Scientists Dalial Freitak and Heli Salmela of the University of Helsinki say their new vaccine solves a vexing problem researchers have faced as they try to save bees from disease. Because insects' immune systems don't have antibodies, they essentially lack a "memory" for fighting diseases.
Freitak says she and her colleagues were able to get around that limitation, after she realized Salmela's study of a protein called vitellogenin seemed to complement her own work, in which she found insects that were exposed to bacteria were able to impart an elevated immune response to their offspring.
From the university's news release:
"When the queen bee eats something with pathogens in it, the pathogen signature molecules are bound by vitellogenin. Vitellogenin then carries these signature molecules into the queen's eggs, where they work as inducers for future immune responses."
"Now we've discovered the mechanism to show that you can actually vaccinate them," Freitak said in a news release. "You can transfer a signal from one generation to another."
Researcher Dr. Michael Goblirsch, of the esteemed at the University of Minnesota, has proposed ways to test the vaccine on large bee colonies in field conditions.

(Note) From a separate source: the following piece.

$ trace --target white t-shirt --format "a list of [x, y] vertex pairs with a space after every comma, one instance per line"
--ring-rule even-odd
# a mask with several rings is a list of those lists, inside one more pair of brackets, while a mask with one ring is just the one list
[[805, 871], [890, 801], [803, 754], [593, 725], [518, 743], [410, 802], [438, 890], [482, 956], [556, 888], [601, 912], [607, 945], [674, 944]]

"Although our immune system and that of insects/invertebrates are different, they both store information about past experience with pathogens and use this information to potentially establish resistance upon subsequent exposure," Goblirsch said. "With optimization dosage and the timing of delivery under field conditions, it is hoped that a vaccine for bees will increase a colony's ability to fight infectious disease, making them more productive and healthy. "
The Finnish team calls their vaccine PrimeBEE, and they say it can be delivered to the queen via a sugar patty. Another plan would call for beekeepers to simply order a queen that's already been vaccinated. While for that product, it does not list a price — or say when the vaccine might be available commercially.

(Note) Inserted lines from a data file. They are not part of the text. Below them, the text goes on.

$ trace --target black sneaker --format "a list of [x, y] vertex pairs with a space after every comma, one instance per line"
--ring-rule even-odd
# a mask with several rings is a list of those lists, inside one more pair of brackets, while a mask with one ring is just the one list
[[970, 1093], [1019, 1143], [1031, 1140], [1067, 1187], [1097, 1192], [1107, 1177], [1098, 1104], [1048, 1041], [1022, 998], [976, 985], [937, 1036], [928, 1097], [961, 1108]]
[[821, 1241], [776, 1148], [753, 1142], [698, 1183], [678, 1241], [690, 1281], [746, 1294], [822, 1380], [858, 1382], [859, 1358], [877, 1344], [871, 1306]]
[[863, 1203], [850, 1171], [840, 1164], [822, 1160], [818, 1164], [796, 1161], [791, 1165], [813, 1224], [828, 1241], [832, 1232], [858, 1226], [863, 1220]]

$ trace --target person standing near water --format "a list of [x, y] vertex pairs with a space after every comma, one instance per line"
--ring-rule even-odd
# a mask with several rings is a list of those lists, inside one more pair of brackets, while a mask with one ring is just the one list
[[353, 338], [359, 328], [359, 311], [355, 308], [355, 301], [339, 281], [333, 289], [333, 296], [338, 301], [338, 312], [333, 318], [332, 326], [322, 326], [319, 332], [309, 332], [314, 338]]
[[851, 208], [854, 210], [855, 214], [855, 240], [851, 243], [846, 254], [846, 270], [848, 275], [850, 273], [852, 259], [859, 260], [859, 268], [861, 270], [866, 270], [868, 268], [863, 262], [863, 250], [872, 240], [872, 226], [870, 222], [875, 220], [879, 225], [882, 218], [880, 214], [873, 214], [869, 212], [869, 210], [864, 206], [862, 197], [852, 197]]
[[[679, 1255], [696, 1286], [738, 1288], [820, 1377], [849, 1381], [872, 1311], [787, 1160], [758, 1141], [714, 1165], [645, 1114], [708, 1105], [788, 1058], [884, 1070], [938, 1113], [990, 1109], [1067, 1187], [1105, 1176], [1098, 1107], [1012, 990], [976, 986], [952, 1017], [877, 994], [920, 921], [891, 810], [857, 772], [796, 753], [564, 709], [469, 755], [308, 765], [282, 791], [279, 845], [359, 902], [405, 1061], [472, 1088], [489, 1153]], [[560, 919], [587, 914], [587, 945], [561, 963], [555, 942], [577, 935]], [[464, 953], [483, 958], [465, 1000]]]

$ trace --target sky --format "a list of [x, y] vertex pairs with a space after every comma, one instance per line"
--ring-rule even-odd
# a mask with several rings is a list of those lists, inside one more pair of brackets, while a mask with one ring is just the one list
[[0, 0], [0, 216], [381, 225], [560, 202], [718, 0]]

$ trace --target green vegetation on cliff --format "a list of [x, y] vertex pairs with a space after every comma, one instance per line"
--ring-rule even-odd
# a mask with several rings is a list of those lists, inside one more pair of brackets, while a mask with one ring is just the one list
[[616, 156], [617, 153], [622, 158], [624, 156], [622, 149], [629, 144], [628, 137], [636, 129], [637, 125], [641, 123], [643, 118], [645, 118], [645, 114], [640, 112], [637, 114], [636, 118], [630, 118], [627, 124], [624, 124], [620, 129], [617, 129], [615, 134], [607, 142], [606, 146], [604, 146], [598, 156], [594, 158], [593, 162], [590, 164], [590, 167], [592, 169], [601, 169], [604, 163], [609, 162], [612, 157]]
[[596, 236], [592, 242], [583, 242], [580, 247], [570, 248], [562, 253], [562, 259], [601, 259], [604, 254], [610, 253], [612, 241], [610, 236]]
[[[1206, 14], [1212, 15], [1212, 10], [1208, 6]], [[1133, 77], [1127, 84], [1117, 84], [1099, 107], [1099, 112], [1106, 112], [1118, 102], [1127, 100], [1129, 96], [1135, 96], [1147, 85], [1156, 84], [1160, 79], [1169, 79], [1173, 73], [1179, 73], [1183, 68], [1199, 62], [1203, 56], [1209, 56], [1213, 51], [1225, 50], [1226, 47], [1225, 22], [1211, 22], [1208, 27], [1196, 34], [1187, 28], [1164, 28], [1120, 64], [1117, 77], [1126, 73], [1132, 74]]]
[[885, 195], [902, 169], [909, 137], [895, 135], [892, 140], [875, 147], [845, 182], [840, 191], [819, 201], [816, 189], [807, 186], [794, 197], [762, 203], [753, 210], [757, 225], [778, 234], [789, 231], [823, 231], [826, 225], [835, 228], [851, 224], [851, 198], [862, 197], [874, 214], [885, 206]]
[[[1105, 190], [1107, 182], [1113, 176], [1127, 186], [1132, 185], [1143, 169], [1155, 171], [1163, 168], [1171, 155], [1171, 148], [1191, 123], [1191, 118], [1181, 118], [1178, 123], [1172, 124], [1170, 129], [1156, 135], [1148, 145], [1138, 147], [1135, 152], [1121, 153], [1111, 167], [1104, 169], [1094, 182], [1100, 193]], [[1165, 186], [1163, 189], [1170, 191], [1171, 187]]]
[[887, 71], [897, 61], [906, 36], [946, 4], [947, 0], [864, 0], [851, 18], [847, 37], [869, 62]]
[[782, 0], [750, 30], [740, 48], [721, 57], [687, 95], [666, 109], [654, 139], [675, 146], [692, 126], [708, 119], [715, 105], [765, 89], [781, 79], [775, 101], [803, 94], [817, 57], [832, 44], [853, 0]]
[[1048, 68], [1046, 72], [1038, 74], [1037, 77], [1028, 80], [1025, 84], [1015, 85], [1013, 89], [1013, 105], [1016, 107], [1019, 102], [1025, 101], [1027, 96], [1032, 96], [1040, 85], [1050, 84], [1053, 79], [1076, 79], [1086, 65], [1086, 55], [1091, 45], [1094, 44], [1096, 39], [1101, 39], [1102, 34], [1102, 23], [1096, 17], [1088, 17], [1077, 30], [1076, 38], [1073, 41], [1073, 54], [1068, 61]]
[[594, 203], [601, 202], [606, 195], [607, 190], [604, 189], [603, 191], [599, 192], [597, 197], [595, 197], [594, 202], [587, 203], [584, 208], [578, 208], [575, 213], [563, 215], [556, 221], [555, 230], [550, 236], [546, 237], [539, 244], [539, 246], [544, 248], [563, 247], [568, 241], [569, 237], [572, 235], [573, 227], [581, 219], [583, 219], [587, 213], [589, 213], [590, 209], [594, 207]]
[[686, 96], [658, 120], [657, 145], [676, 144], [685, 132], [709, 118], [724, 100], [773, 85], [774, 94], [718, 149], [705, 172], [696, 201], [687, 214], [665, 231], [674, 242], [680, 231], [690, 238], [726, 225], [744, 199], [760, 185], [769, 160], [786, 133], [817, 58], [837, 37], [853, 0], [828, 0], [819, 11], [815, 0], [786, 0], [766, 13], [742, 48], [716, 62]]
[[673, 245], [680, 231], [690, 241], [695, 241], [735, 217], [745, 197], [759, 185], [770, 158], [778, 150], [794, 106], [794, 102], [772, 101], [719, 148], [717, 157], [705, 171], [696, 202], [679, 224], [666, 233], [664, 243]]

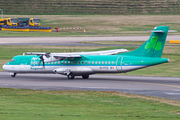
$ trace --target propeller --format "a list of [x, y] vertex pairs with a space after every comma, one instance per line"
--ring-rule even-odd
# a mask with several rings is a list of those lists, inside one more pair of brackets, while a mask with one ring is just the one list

The new vaccine is still undergoing safety tests, but it could represent a breakthrough in the protection of bees, a crucial link in the food chain. In the U.S., their pollination is vital for many foods we eat, from apples and almonds to watermelons and zucchini.

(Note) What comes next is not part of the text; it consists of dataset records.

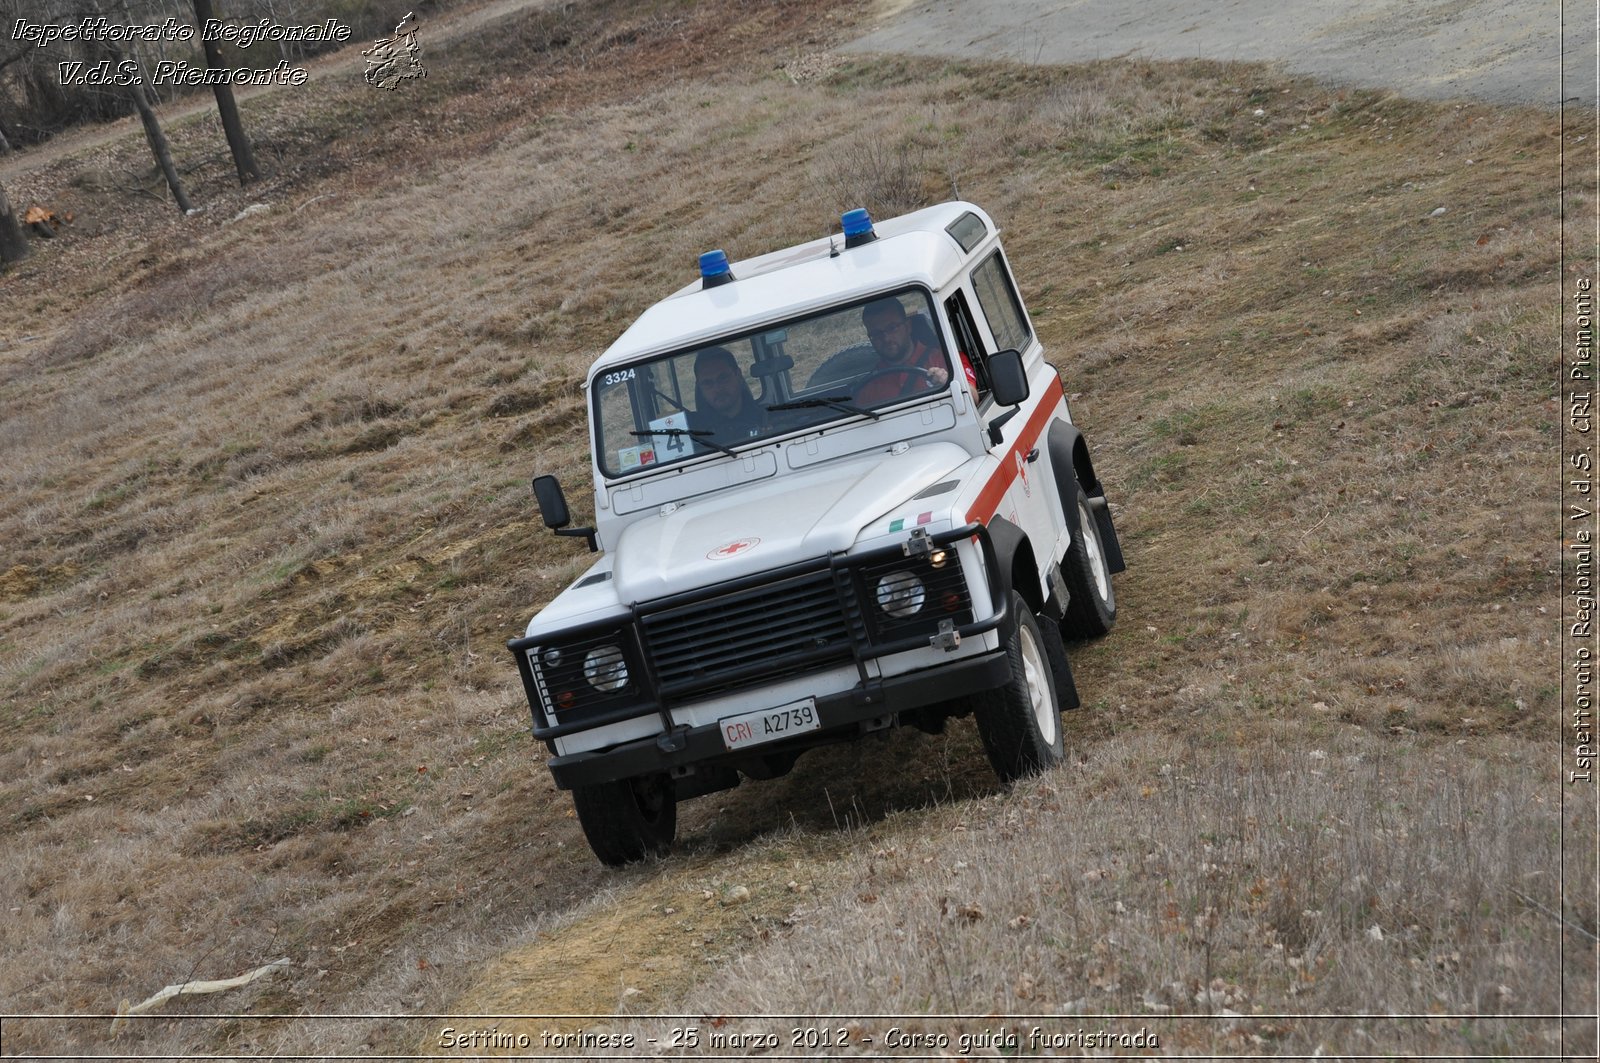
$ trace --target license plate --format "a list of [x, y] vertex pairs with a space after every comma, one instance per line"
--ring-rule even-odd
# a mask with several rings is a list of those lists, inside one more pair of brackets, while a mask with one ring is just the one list
[[729, 749], [743, 749], [815, 731], [822, 726], [822, 721], [817, 718], [817, 699], [807, 698], [775, 709], [724, 716], [717, 725], [722, 728], [723, 745]]

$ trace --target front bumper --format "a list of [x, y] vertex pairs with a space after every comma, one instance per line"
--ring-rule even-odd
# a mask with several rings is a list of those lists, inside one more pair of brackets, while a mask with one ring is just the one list
[[787, 755], [849, 741], [892, 725], [899, 713], [992, 690], [1010, 678], [1011, 665], [1002, 648], [981, 657], [967, 657], [823, 695], [817, 698], [817, 716], [822, 726], [786, 741], [729, 752], [723, 745], [719, 724], [680, 726], [610, 749], [552, 757], [548, 766], [556, 785], [563, 790], [675, 769], [732, 768], [752, 757]]

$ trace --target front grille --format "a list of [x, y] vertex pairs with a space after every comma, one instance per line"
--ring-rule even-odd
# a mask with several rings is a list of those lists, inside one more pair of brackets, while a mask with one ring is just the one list
[[[752, 577], [722, 593], [706, 588], [639, 603], [631, 623], [619, 616], [508, 642], [534, 709], [534, 737], [655, 713], [671, 728], [674, 705], [925, 647], [945, 621], [970, 626], [965, 634], [992, 630], [998, 615], [973, 619], [956, 549], [969, 536], [992, 563], [984, 529], [971, 525], [930, 543], [929, 553], [887, 547], [830, 555], [767, 582]], [[880, 603], [885, 577], [884, 603], [898, 609], [915, 599], [912, 615], [891, 616]]]
[[862, 635], [853, 596], [826, 569], [646, 612], [641, 622], [668, 702], [851, 661]]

When an American foulbrood infection sets in, each brood cell can host millions upon millions of spores. And because of bees' tidy housekeeping practices, those spores are then spread even further when the bees clean the cell out. The disease can be treated with antibiotics, but no cure is available.
"It's a death sentence" for a hive or colony to be diagnosed with the disease, says Toni Burnham, president of the D.C. Beekeepers Alliance in Washington.
In D.C. and Maryland, Burnham says, "if a colony is diagnosed with AFB — regardless of the level of the infestation — it burns. Every bit of it burns; the bees are killed and the woodenware burns, and it's gone."
Concerns about American foulbrood are so serious, Burnham says, that it's the main reason why her group recommends never buying used bee hives and other equipment.
"They have pulled 100-year-old samples out of storage and have been able to reinoculate honeybee hives with American foulbrood spores," she says.
In addition to AFB, honeybees and other pollinators face a number of existential threats, from diseases and parasites to insecticides. The researchers in Finland say they plan to use the same approach to combat other diseases.
"We hope that we can also develop a vaccination against other infections, such as European foulbrood and fungal diseases," Freitak said in a statement. "We have already started initial tests. The plan is to be able to vaccinate against any microbe."
If the vaccine works as the Finnish team expects, it would be a welcome bit of good news for beekeepers, farmers and advocates for pollinators, who have watched one of the world's most important insects struggle in recent decades.
"We need to help honeybees, absolutely," Freitak said. "Even improving their life a little would have a big effect on the global scale."
While acknowledging the other problems bees face, she added, "If we can help honeybees to be healthier and if we can save even a small part of the bee population with this invention, I think we have done our good deed and saved the world a little bit."